Dr. Kristina McElheran stood before a group of academics and industry watchers at Wharton’s annual AI and the Future of Work Conference and delivered a sharp insight that might even be called disruptive.
AI, the great productivity hope, the digital wunderkind of industry, initially harms productivity.
That unsettling idea, backed by data from the real operations of American manufacturing firms challenges an industry that has bought into the notion that AI seamlessly accelerates productivity from day one.
McElheran's work sketches out a J-curve showing productivity dips hard when companies first embrace AI, only recovering (and potentially exceeding) former levels after substantial disruption.

McElheran, working closely with colleagues MJ Yang, Zack Croft, and Eric Reolson, spent years peeling back layers of operational data from thousands of manufacturing firms in collaboration with the U.S. Census Bureau. Their discoveries, particularly in how AI interacts with organizational structure and management practices, reveals that manufacturing companies adopting AI frequently dismantle (or unintentionally sabotage) the very management practices that once made them efficient.
The research revealed that AI adoption leads many established firms, particularly those rooted in decades-old management processes, to temporarily abandon these proven management frameworks.
The research team contends that while chasing the promise of digital efficiency, organizations inadvertently disrupt routines that historically boosted productivity and supported operational excellence.
The surprise isn’t just the depth of this disruption, it’s the extent to which the AI-driven reconfiguration cuts across core business functions, toppling what was once considered stable management terrain.
It’s worth pausing here to unpack exactly why AI, intended as a management enhancer, initially acts like a management saboteur.
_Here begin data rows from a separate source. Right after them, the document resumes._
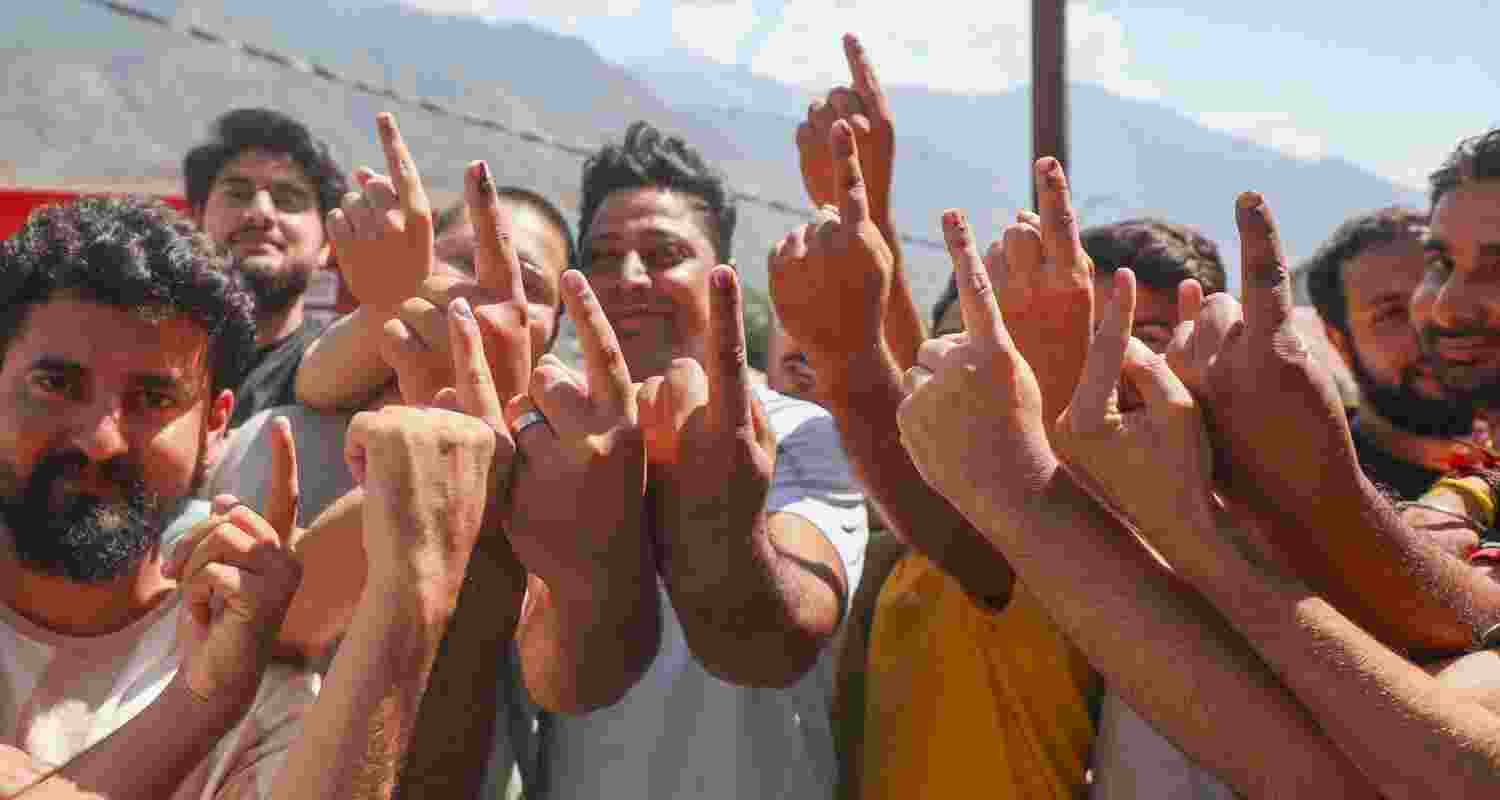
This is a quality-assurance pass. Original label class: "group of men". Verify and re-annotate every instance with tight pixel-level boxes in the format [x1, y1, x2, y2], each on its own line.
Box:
[3, 30, 1500, 800]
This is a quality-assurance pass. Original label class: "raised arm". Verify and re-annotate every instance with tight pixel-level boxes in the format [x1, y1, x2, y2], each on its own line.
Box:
[796, 33, 924, 367]
[298, 112, 435, 411]
[896, 209, 1378, 798]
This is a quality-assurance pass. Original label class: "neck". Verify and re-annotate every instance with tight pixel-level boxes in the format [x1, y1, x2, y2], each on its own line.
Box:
[0, 537, 173, 637]
[1357, 403, 1469, 472]
[257, 299, 304, 348]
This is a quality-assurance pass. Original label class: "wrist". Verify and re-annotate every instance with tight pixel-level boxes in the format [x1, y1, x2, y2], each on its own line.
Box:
[812, 344, 899, 405]
[161, 673, 255, 736]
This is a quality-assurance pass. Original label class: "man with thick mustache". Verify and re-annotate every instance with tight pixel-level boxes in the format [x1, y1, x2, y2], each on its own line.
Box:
[185, 108, 348, 427]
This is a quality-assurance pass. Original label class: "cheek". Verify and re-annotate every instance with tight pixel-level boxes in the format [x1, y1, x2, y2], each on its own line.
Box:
[136, 416, 205, 497]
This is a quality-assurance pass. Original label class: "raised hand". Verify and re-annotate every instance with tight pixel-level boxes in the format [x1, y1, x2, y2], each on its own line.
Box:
[897, 210, 1054, 509]
[1056, 268, 1217, 549]
[990, 159, 1096, 431]
[771, 120, 894, 365]
[164, 418, 304, 713]
[1166, 193, 1358, 510]
[503, 270, 648, 587]
[326, 112, 436, 314]
[655, 266, 777, 532]
[381, 162, 534, 413]
[797, 34, 895, 223]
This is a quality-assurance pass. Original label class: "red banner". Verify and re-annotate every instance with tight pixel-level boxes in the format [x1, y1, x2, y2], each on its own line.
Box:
[0, 187, 190, 241]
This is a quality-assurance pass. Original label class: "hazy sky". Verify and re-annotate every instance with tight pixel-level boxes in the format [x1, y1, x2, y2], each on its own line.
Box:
[405, 0, 1499, 191]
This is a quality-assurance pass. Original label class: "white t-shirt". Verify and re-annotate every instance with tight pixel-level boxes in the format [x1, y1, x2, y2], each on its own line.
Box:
[541, 386, 869, 800]
[0, 508, 320, 799]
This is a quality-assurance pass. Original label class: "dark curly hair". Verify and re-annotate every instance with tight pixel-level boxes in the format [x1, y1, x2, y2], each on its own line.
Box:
[0, 196, 258, 396]
[1431, 127, 1500, 208]
[1082, 218, 1227, 295]
[183, 108, 348, 217]
[577, 121, 737, 267]
[1302, 207, 1429, 335]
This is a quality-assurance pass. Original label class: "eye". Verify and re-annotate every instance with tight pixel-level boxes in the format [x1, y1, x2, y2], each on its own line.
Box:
[272, 187, 313, 213]
[133, 389, 179, 412]
[645, 244, 687, 269]
[1424, 252, 1455, 278]
[30, 372, 69, 398]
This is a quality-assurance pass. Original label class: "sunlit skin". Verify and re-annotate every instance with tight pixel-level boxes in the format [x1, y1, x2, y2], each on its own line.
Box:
[0, 300, 232, 636]
[432, 202, 566, 356]
[193, 149, 330, 344]
[766, 323, 818, 403]
[1413, 182, 1500, 403]
[582, 188, 717, 380]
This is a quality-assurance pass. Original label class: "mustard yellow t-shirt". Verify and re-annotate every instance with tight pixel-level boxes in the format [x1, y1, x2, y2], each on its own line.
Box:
[860, 552, 1097, 799]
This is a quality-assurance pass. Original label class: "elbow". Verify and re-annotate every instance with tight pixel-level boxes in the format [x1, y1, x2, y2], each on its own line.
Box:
[687, 623, 827, 690]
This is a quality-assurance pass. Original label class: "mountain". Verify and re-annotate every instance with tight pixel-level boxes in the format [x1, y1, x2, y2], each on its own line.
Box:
[4, 1, 1424, 317]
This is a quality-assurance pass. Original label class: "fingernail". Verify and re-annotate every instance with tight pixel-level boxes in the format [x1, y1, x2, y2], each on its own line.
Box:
[942, 209, 965, 232]
[475, 161, 493, 195]
[1237, 191, 1262, 212]
[451, 296, 474, 320]
[713, 269, 732, 289]
[378, 113, 394, 133]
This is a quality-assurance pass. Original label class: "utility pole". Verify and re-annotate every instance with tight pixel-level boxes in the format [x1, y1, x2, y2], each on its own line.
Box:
[1031, 0, 1068, 209]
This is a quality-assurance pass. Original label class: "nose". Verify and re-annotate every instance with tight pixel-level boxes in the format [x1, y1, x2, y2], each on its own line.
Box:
[1431, 270, 1492, 332]
[242, 189, 276, 227]
[618, 251, 651, 291]
[70, 398, 129, 464]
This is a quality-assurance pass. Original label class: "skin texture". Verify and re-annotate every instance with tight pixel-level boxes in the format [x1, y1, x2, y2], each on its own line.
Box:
[1413, 181, 1500, 403]
[0, 300, 306, 798]
[193, 149, 329, 346]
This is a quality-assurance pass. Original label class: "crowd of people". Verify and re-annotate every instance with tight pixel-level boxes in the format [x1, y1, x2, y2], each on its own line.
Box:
[2, 30, 1500, 799]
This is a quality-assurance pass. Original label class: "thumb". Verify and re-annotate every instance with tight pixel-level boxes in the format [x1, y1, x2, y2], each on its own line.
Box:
[831, 119, 871, 226]
[262, 416, 299, 546]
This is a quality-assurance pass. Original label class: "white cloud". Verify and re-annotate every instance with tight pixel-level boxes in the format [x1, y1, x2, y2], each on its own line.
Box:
[671, 0, 757, 63]
[747, 1, 1159, 99]
[1193, 112, 1327, 161]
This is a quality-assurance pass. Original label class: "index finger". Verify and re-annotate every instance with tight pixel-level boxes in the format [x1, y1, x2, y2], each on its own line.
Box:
[1070, 268, 1136, 426]
[376, 113, 431, 223]
[1035, 158, 1092, 280]
[1235, 192, 1293, 337]
[262, 416, 299, 545]
[560, 270, 633, 415]
[707, 265, 753, 434]
[843, 34, 889, 121]
[448, 297, 507, 432]
[831, 120, 870, 225]
[942, 209, 1013, 351]
[465, 160, 526, 300]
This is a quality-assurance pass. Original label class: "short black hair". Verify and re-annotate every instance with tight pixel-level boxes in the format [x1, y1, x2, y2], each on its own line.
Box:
[0, 196, 257, 397]
[183, 108, 348, 218]
[1303, 207, 1428, 335]
[1082, 219, 1227, 295]
[577, 121, 737, 266]
[1431, 127, 1500, 208]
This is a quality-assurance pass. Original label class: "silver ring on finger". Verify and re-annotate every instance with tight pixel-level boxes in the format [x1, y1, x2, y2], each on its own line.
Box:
[511, 409, 551, 438]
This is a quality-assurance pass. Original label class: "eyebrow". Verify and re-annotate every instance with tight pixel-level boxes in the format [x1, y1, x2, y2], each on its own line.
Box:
[32, 356, 85, 376]
[1482, 243, 1500, 259]
[216, 175, 313, 194]
[589, 228, 684, 245]
[1424, 237, 1448, 253]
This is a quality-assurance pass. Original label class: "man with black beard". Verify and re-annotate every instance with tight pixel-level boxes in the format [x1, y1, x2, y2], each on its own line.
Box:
[185, 108, 348, 427]
[1306, 206, 1479, 500]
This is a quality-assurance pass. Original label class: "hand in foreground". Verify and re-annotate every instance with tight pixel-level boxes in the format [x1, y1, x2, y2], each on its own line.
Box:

The explanation, as McElheran’s findings hint but do not deeply probe, lies in the radically different organizational demands posed by AI, which presents a radical shift, demanding dramatic and immediate changes in how tasks and processes are conceived and executed.
Older firms, McElheran says, face uniquely severe struggles. Companies with longstanding operational legacies (ironically those that should benefit immensely from AI-enhanced efficiency) see deeper productivity losses because their processes are rigidly embedded.
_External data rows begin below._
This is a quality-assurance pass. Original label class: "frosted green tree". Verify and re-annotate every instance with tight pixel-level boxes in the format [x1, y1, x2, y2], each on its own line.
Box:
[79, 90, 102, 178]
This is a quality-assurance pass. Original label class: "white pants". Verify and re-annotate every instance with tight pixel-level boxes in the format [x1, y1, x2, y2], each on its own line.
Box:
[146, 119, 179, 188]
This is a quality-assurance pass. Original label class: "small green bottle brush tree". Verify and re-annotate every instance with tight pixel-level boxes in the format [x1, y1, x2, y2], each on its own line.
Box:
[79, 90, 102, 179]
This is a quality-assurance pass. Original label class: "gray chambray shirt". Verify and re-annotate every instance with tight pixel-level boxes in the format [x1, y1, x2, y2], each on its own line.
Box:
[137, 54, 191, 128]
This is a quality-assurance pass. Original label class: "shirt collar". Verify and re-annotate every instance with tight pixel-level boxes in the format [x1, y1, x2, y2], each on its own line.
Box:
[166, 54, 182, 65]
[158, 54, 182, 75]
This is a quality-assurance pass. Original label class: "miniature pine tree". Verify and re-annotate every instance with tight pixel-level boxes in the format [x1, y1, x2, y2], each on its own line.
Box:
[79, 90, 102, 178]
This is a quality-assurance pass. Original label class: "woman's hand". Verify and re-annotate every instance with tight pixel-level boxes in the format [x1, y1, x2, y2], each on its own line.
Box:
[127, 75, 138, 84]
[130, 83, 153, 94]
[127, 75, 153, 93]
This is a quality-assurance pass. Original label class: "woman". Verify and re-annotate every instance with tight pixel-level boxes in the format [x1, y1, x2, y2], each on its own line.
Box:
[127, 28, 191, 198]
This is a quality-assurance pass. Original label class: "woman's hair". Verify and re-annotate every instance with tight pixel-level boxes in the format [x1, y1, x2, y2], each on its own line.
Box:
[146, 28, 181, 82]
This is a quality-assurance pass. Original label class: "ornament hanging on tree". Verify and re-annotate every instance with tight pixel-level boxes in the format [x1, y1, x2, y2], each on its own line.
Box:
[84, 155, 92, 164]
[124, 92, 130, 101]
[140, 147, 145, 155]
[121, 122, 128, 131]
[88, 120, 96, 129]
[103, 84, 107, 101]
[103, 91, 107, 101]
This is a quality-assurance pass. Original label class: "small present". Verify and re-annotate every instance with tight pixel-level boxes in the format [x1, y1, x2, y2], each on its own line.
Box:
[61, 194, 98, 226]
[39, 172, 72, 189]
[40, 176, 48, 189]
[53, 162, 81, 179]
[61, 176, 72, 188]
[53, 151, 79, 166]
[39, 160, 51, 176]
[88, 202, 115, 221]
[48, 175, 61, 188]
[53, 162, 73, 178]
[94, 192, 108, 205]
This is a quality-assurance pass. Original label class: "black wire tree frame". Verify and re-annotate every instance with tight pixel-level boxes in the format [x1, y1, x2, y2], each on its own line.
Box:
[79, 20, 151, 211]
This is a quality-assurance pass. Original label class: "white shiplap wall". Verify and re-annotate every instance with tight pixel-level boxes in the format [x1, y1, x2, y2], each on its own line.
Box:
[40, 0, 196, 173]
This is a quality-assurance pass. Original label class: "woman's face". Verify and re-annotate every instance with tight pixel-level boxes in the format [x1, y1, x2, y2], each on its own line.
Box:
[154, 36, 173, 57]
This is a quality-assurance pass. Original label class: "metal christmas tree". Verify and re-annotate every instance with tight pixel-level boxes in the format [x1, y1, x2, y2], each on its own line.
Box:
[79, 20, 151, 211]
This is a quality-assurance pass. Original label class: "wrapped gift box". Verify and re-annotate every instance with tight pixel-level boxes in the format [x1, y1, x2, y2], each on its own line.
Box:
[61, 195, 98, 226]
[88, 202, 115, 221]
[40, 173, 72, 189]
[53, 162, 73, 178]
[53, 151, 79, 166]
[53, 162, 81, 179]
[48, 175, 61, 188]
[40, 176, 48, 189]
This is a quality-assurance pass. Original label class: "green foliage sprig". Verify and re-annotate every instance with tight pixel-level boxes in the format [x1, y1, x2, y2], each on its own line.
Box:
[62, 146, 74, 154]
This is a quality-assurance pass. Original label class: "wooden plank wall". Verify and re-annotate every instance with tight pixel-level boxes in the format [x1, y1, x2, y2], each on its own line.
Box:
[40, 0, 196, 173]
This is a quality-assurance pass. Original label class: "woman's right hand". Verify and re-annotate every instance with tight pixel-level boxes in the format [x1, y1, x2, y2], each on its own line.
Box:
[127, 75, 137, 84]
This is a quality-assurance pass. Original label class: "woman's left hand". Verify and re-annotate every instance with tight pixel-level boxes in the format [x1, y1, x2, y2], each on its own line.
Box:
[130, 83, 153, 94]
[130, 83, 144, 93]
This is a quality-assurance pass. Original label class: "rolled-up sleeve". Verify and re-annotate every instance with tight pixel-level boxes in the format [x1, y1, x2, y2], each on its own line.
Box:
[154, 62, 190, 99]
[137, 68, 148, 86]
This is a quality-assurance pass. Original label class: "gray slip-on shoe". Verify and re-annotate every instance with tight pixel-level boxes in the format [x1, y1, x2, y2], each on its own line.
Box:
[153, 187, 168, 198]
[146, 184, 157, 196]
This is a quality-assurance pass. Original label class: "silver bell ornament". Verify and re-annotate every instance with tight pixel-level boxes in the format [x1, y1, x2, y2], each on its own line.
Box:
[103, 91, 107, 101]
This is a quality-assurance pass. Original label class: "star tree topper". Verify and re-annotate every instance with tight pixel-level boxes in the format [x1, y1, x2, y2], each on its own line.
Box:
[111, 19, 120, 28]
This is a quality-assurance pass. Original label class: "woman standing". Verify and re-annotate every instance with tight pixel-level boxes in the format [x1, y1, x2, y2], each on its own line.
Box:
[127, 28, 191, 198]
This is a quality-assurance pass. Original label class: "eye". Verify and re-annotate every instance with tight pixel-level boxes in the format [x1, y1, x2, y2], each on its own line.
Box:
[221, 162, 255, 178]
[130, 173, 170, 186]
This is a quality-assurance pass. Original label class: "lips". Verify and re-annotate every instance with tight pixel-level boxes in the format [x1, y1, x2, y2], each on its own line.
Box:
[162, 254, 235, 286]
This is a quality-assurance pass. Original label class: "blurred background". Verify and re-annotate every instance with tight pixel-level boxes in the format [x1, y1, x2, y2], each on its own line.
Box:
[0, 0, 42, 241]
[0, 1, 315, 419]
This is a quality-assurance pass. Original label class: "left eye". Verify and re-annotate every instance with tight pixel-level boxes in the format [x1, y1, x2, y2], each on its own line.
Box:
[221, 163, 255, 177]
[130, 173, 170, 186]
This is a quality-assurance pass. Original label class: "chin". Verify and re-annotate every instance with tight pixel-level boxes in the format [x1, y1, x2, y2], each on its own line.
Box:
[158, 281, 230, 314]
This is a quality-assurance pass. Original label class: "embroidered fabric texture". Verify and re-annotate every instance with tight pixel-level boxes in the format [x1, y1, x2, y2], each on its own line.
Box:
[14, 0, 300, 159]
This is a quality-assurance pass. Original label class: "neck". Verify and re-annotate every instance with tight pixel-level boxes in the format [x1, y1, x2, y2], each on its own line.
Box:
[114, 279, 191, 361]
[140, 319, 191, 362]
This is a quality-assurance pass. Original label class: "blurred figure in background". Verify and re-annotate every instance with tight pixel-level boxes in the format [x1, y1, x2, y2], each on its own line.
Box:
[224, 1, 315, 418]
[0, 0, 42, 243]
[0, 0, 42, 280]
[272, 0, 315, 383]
The older the firm, the greater the friction. Data-driven approaches replace stable workflows, historical KPIs become irrelevant, team routines splinter under uncertainty.
Older companies are forced into a full-scale organizational revolution, one few are prepared to manage gracefully.
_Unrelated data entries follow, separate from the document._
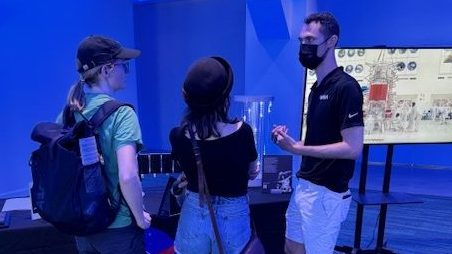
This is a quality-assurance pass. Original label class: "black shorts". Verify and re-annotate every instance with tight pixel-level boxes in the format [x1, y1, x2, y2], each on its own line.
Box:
[75, 224, 144, 254]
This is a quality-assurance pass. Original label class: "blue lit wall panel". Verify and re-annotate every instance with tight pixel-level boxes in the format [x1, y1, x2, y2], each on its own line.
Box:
[0, 0, 136, 197]
[134, 0, 246, 150]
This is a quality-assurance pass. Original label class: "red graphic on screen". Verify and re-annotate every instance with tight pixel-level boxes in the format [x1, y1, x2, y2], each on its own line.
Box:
[369, 83, 388, 101]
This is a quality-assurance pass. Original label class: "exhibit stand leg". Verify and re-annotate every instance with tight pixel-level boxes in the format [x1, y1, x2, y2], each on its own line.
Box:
[335, 144, 422, 254]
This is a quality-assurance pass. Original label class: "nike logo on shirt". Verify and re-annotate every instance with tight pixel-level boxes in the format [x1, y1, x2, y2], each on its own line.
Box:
[348, 112, 358, 118]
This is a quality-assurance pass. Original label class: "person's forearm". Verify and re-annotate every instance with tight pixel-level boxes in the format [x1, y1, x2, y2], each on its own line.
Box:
[119, 175, 145, 224]
[290, 141, 360, 159]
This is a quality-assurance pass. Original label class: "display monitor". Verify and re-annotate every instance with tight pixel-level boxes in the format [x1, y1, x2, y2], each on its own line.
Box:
[301, 47, 452, 144]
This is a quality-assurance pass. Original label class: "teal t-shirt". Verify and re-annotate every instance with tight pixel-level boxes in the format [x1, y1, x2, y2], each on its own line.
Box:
[59, 93, 143, 228]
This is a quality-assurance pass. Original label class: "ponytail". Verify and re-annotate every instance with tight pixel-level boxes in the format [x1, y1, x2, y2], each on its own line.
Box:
[67, 66, 102, 112]
[67, 80, 85, 111]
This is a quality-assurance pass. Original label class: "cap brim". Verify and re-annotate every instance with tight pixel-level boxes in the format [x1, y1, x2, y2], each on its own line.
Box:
[117, 47, 141, 59]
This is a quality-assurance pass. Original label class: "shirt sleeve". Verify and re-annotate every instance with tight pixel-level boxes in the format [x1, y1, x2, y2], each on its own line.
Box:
[244, 123, 258, 162]
[337, 81, 365, 130]
[112, 106, 144, 152]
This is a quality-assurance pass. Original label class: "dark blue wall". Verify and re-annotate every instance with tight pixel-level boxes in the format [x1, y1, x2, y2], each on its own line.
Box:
[134, 0, 246, 151]
[244, 0, 305, 158]
[320, 0, 452, 47]
[0, 0, 137, 197]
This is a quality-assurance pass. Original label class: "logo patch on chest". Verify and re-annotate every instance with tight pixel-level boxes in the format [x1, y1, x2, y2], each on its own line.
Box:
[319, 94, 329, 100]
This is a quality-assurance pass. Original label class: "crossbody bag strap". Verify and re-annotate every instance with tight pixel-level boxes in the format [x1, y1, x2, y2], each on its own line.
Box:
[187, 126, 225, 254]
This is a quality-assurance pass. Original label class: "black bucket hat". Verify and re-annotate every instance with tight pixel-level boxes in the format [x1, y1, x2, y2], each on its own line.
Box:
[76, 35, 141, 73]
[183, 56, 233, 109]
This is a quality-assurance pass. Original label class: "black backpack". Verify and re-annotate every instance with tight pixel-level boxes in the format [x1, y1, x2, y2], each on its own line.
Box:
[29, 100, 132, 236]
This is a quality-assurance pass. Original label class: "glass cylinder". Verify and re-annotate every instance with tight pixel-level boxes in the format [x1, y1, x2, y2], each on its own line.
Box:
[234, 95, 274, 187]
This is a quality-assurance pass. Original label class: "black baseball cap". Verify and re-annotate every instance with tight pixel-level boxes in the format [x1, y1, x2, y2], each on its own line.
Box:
[183, 56, 233, 109]
[76, 35, 141, 73]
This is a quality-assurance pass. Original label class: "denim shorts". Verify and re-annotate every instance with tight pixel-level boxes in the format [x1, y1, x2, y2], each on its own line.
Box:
[174, 191, 251, 254]
[285, 179, 352, 254]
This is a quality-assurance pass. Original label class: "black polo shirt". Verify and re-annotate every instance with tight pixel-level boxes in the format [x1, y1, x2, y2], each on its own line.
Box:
[297, 67, 364, 193]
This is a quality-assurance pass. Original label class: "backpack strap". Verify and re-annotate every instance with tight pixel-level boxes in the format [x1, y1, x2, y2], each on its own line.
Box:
[89, 100, 134, 129]
[88, 100, 135, 210]
[62, 105, 76, 128]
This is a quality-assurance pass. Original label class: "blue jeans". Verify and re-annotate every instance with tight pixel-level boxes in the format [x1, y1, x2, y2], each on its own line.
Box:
[174, 191, 251, 254]
[75, 224, 144, 254]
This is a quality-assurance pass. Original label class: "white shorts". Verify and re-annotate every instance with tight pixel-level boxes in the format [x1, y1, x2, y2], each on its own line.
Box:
[285, 178, 352, 254]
And yet, not everyone suffers equally under this revolution. Younger, digitally native firms appear to sidestep much of this disruption. They don’t have decades of rigidly enforced workflows to dismantle.
According to McElheran’s findings, startups and younger enterprises recover productivity faster and more decisively. Firms built around agile principles and flexible digital architectures find the leap into AI integration manageable, even advantageous.
Moreover, startups pursuing aggressive, growth-oriented strategies adapt to AI far better than peers committed to conservative cost-optimization or strict quality-centric approaches.
This sharp divergence between old and young, between agile and entrenched, opens an important conversation: What can established, older firms realistically do to protect and preserve good management practices during the AI transition?
The takeaway? Firms need to consciously guard the integrity of their management practices, keeping their management teams robust and proactive throughout the upheaval.
McElheran leaves open critical narrative space here, space worth thoughtfully exploring.
Might companies explicitly build transitional management teams dedicated not just to implementing AI, but to preserving proven methods amid disruption?
Could targeted training in managing complex change help firms preserve Lean and Kaizen methodologies as complementary rather than disposable frameworks?
Another subtlety arises from McElheran’s data on multi-unit firms. Large, geographically diverse manufacturers show intriguing internal spillover effects, where successful AI adoption at one site boosts overall productivity across the firm.
Could lessons learned from these internal spillovers inform broader strategies to mitigate disruption across different management functions, perhaps by piloting AI in smaller organizational units first, reducing immediate shocks to the larger firm?
The point is that AI demands far more than technological investment. It calls for sophisticated management preservation strategies, many of which are not well understood or widely practiced today.
Companies run the risk of too quickly discarding core management practices as they chase digital transformation, believing new tools will inherently streamline operations. But the truth, hidden in plain sight within McElheran’s dataset, is that organizations thrive not by dismantling proven management principles, but by carefully integrating new technology around them.